Quant au fond, la partie Général Kanyama s’est réservé de l’aborder, estimant qu’elle n’a pas fait l’objet de ses conclusions, malgré la demande du Tribunal sur le banc. Plusieurs pièces ne leur avaient pas été communiquées, et aborder le fond du litige violerait le principe du contradictoire, selon l’avocat du Général Kanyama.
En réplique à l’argumentaire de la partie Kanyama, les demandeurs ont fait savoir que le Général Célestin Kanyama n’est pas leur locataire et ne peut occuper leur maison gratuitement. Cela ne s’explique pas. Pour cette partie au procès, il n y a pas irrecevabilité de l’action parce qu’on sollicite le déguerpissement de celui qui occupe illégalement leur maison. En reconnaissant qu’il n y a pas conflit de propriété, le Général Kanyama reconnait que les demandeurs sont propriétaires de la villa sur Uvira 56. Que le Tribunal accorde à nos clients le bénéfice de leur assignation, a conclu leur avocat-conseil.
En réitérant ses moyens, la partie Kanyama a fait savoir que le moyen soulevé reste et demeure non rencontré par les demandeurs. La loi en matière de bail veut qu’on saisisse les services compétents en cas de non conciliation, mais cela n’a pas été fait. Saisir directement le Tribunal, c’est violer la loi. Que le Tribunal déclare cette action irrecevable, a-t-elle soutenu.

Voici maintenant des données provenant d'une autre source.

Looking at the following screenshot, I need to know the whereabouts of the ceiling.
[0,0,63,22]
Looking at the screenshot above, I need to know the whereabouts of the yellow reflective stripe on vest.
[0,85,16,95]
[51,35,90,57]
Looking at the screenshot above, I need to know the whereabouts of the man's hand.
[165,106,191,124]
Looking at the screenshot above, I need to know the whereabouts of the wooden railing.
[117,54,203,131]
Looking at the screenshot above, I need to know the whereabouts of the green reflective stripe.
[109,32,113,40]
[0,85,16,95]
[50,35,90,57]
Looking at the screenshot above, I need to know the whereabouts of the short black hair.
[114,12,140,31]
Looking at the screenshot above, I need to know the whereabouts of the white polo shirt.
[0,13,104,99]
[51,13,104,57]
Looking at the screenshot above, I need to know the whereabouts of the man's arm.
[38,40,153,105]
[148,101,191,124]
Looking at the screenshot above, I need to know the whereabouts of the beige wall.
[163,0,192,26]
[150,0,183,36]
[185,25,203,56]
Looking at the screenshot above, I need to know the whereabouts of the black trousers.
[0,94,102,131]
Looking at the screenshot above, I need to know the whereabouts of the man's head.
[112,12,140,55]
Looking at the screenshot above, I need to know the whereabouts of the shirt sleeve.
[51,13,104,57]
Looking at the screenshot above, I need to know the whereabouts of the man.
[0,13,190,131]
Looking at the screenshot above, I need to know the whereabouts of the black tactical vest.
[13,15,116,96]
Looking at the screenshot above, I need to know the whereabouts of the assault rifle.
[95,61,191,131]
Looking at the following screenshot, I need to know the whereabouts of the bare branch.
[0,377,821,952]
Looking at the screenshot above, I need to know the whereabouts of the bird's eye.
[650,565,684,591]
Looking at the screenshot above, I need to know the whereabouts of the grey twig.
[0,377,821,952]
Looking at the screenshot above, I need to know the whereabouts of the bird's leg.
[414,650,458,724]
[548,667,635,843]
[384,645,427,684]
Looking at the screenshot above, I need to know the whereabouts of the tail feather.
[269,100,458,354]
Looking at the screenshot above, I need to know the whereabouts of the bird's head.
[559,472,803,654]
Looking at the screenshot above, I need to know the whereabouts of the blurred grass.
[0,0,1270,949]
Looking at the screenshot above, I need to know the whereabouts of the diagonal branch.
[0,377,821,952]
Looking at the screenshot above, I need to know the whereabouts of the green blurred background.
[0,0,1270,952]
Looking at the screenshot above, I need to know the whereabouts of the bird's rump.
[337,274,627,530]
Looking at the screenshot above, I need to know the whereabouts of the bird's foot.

Après avoir résumé les faits présentés par les parties au procès, l’organe de la loi a fait savoir qu’on ne peut pas statuer ultra petita, c’est-à-dire, en dehors de ce que l’assignation présente. Au regard des allégations, on parle du contrat de bail. Sans contrat de bail, les demandeurs sollicitent les loyers, il faut être éclairé sur cette question, a-t-il fait remarquer. Lorsqu’il n y a pas de contrat de bail, la même loi sur le Beau à loyer en son article 44 réprime la violation de l’article 3 sur l’existence du contrat de bail. Lorsqu’il y a inexistence du contrat de bail, l’article donne les voies et moyens pour arriver aux différentes sanctions. Les requérants pouvaient saisir le Parquet pour faire savoir que le défendeur occupe leur parcelle sans contrat de bail, mais cela n’a pas été fait. Par rapport aux faits, il faut plutôt parler d’occupation illégale ; l’article 44 dit que celui qui occupe sans titre ni droit est passible d’un an de servitude pénale, a-t-il rappelé. Réclamer dans l’assignation le payement des loyers, c’est reconnaître l’existence du contrat de bail. Dans ce cas tout différent devra être réglé à l’amiable ou par voie des services compétents. Ils ne l’ont pas fait, l’action est irrecevable car elle viole l’article 34 de la loi sur le beau à loyer, a-t-il conclu.